We also examined the prevalence of autoantibodies to our panel TAA in sera from patients with non-colorectal cancers and explored the possibility that patients with colorectal and non-colorectal cancers exhibit distinct autoantibody profiles. Intriguingly, using our panel of 5 TAA, seropositivity varied for different types of cancers (Table 1 and Supplement Table 1). Specifically, a higher percentage of seropositivity was observed among colorectal cancer patients compared with that of non-colorectal cancer patients (>17.1% vs. <10%, respectively). This phenomenon suggests that our assay may provide organ-specific diagnostic capability. However, this inference needs to be substantiated using a larger number of patient samples.
Several studies have shown that detection of serum autoantibodies against tumor-associated antigens might be useful in early-stage cancer diagnosis. For example, serum anti-P53 antibodies were detected before clinical detection of lung cancer43 and oral cancer,44 and anti-HER-2/neu antibodies were detected in serum from early-stage breast cancer patients.45 Although several colorectal tumor-associated serum autoantibodies have been identified, none of them has sufficient sensitivity for detection of colorectal cancer at an early stage.10, 30
CEA, a glycoprotein consisting of ∼60% carbohydrate with a molecular mass of 180–200 kDa, is one of the most widely used tumor markers worldwide and certainly the most frequently used marker for detection of colorectal cancer.46, 47 Using 5 μg/l CEA concentration as the cutoff for detection, Wanebo et al.48 found that CEA seropositivity was 3%, 25%, 45% and 65% for patients with Dukes' stages A, B, C and D colorectal cancer, respectively. From a screening perspective, we deemed it necessary to demonstrate expression of serum antibodies against our panel of 5 TAA in early-stage colorectal cancer patients and to determine how these responses overlap with the serum CEA biomarker. We found that combining results from the CEA assay with the anti-TAA assay increased the detection of early-stage colorectal cancer from 21.9% to 65.9% (Table 2). Similarly, a study by Holten-Anderson et al.42 has shown that combining serum CEA and metallopeptidase inhibitor 1 measurements resulted in a 66% detection frequency among early-stage colon cancer patients. Our findings demonstrated that autoantibody signatures may possess potential to supplement other serological markers for improved diagnosis of early-stage colorectal cancer, especially for CEA-negative individuals.

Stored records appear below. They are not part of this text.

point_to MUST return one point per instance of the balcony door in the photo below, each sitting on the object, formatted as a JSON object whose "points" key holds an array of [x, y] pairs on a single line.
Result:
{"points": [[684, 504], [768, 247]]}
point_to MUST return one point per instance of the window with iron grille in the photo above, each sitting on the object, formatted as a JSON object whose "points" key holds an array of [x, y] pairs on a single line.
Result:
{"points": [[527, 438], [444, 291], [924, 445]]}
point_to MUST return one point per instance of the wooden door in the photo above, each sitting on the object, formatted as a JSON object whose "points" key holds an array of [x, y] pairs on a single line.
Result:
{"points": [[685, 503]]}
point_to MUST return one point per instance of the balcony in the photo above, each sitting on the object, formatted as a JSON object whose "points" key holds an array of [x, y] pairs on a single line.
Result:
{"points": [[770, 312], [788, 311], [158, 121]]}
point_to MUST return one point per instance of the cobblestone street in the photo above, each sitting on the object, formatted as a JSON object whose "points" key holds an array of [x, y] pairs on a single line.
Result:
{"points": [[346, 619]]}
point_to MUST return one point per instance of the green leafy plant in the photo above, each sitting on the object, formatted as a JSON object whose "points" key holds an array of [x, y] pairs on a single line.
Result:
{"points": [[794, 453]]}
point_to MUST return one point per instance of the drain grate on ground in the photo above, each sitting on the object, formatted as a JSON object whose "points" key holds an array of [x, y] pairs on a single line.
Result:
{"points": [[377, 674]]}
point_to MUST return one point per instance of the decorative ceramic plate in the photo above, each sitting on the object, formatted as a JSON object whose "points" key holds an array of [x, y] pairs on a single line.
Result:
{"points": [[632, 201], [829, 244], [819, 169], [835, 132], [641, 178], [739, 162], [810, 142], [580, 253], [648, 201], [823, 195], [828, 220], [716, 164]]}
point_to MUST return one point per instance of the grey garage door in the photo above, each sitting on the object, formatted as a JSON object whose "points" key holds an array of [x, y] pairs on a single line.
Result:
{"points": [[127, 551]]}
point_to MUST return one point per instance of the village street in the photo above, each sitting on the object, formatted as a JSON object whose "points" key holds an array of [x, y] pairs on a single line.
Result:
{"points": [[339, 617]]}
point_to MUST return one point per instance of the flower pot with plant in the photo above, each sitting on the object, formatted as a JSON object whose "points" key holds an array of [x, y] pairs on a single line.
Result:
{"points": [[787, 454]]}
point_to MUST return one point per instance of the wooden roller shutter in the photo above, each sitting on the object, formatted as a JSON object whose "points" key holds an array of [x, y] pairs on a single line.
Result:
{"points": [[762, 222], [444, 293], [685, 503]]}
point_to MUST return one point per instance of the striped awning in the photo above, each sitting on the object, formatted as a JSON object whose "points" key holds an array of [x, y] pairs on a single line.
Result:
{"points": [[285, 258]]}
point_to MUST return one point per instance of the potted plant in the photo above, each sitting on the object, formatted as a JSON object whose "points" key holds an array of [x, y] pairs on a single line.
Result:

In conclusion, our studies further confirm and extend previous observations that autoantibody responses to tumor antigens do occur in early-stage colorectal cancer patients and that our panel of multiple colorectal tumor-associated antigens enhances tumor associated autoantibodies detection. Detection of these antibodies against colorectal tumor-associated antigens provides a noninvasive approach for colorectal cancer diagnosis, especially when used together with CEA analysis. Future analysis using a large cohort prospective study is needed to validate the utility of our panel of colorectal tumor-associated antigens for colorectal cancer detection.